Kemenangan gugatan citizen lawsuit pencemaran udara (CLS Udara) mendapat dukungan publik dalam bentuk petisi dan dukungan media sosial. Namun, para tergugat dari pemerintah pusat memutuskan mengajukan banding pada Oktober 2021 ketimbang menjalankan putusan hakim. Menurut Jeanny, hal ini menyebabkan terhambatnya upaya penyelesaian masalah polusi Jakarta yang kian hari bertambah parah.
”Dibandingkan melakukan kasasi, lebih bijaksana bagi pemerintah memanfaatkan waktu yang ada untuk segera memastikan berjalannya perbaikan sistem pengendalian udara bersih di Jakarta dengan cepat, tidak boleh lagi ada penundaan,” kata Jeanny.
Tindakan nyata
Salah satu penggugat, Elisa Sutanudjaja, juga mendorong pemerintah pusat dan daerah agar segera mengambil tindakan nyata menyelesaikan masalah polusi udara.
”Langit yang kami lihat abu-abu.
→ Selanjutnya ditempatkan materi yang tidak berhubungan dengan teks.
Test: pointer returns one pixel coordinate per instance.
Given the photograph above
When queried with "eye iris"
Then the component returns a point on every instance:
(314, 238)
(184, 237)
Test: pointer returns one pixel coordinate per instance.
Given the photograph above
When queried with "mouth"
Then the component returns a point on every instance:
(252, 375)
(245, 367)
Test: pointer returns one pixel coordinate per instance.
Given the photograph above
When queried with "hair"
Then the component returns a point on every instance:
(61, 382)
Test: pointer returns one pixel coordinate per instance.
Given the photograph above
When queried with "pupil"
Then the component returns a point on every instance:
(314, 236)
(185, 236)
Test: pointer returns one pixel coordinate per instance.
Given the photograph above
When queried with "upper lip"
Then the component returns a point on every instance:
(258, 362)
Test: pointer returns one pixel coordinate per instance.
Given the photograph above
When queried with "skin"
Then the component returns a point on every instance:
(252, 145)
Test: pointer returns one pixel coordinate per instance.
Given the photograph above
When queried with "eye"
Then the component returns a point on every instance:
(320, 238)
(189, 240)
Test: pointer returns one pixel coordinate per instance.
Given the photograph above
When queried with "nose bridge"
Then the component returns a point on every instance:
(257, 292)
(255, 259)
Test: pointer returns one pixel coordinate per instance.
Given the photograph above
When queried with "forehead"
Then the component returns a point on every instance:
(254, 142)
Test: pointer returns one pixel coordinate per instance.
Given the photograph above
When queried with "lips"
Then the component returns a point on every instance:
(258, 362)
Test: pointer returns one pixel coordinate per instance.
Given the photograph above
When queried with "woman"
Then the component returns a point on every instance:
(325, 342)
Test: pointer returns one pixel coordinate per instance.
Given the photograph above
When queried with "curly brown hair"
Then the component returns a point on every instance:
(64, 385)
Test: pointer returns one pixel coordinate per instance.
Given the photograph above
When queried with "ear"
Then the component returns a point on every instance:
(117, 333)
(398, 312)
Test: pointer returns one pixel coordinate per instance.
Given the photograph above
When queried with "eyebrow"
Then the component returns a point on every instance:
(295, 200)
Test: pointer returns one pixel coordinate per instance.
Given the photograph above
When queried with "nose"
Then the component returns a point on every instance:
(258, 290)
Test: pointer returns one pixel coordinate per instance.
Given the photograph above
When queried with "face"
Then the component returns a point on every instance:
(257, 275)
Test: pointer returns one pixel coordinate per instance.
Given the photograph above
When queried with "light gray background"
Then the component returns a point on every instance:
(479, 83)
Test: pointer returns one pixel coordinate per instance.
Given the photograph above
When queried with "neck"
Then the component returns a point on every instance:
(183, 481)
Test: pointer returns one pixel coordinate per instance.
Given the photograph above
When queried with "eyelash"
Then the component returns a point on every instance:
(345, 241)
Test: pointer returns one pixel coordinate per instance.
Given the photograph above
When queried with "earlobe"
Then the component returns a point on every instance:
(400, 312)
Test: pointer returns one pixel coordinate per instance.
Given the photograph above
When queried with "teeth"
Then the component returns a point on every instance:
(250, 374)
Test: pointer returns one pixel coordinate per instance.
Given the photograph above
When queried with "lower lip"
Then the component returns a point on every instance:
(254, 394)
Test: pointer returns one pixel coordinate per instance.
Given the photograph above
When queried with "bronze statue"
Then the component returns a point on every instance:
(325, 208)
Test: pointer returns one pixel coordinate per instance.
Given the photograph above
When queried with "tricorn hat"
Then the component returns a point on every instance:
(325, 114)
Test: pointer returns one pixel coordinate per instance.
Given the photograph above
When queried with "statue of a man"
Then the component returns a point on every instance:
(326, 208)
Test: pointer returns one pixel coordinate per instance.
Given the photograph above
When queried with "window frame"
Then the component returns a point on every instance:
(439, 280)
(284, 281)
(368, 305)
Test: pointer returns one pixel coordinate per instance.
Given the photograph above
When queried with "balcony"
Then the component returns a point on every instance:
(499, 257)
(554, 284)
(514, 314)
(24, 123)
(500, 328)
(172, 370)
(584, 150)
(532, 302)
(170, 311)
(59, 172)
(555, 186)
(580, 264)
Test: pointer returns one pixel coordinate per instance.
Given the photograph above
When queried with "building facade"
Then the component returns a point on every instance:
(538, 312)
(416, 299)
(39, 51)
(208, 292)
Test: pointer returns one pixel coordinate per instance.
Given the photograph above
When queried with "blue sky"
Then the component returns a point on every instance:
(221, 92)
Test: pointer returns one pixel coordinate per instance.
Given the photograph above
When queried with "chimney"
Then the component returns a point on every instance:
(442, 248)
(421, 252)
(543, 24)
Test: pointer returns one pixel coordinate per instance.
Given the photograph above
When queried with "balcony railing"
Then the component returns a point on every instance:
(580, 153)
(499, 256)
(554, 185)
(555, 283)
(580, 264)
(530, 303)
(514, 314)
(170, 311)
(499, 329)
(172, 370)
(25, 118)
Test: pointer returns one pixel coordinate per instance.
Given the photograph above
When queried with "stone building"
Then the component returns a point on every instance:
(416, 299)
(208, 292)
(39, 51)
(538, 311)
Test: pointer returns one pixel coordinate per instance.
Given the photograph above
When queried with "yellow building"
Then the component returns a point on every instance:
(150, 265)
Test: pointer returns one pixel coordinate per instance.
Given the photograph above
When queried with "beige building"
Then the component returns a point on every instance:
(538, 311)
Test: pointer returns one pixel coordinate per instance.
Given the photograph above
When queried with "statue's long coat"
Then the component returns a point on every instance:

Lambat dan minimnya aksi negara dalam pengendalian dan penanggulangan pencemaran udara telah membuat saya, keluarga, dan banyak orang sakit kronis dan kritis. Perlahan tapi pasti pembunuh senyap ini akan turut serta memperburuk masa depan generasi muda dalam bertumbuh dan berkembang,” ujar Elisa.
Hingga saat ini, standar baku mutu udara ambien (BMUA) di Indonesia tercatat 55 mikrogram per kubik untuk harian dan 15 mikrogram per kubik untuk tahunan. Angka ini tiga kali lebih rendah dari standar Organisasi Kesehatan Dunia (WHO), yaitu maksimal 15 mikrogram per kubik untuk harian dan 5 mikrogram per kubik untuk tahunan.
Koalisi Inisiatif Bersihkan Udara Kota dan Semesta (Ibukota) menyebutkan, kualitas udara Jakarta kian memburuk sejak kemenangan gugatan CLS Udara tahun lalu. Data dalam satu tahun terakhir menunjukkan hanya ada satu bulan kualitas udara di DKI Jakarta mengalami perbaikan, yaitu nilai PM 2,5 pada Desember 2021. Polutan utama penyebab pencemaran udara menurun akibat musim hujan.
Namun, saat musim kemarau pada Juni-Juli 2022, data menunjukkan nilai PM 2,5 melonjak. Dari lima wilayah di Jakarta Pusat, Jakarta Timur, Jakarta Barat, Jakarta Selatan, dan Jakarta Utara, tak ada satu pun yang menunjukkan nilai rata-rata tahunan PM 2,5 sesuai rekomendasi WHO sebesar 5 μg/m per tahun. Kelima wilayah itu melampaui rekomendasi WHO hingga 7,2 kali lipat sehingga menempatkan Jakarta di posisi 1 kota terpolusi.
Tak berlebihan jika warga seperti Khaerul berharap pemerintah bisa menghadirkan kebijakan yang mendukung udara bersih. Di antaranya dalam hal penggunaan dan penataan transportasi publik yang lebih ramah lingkungan.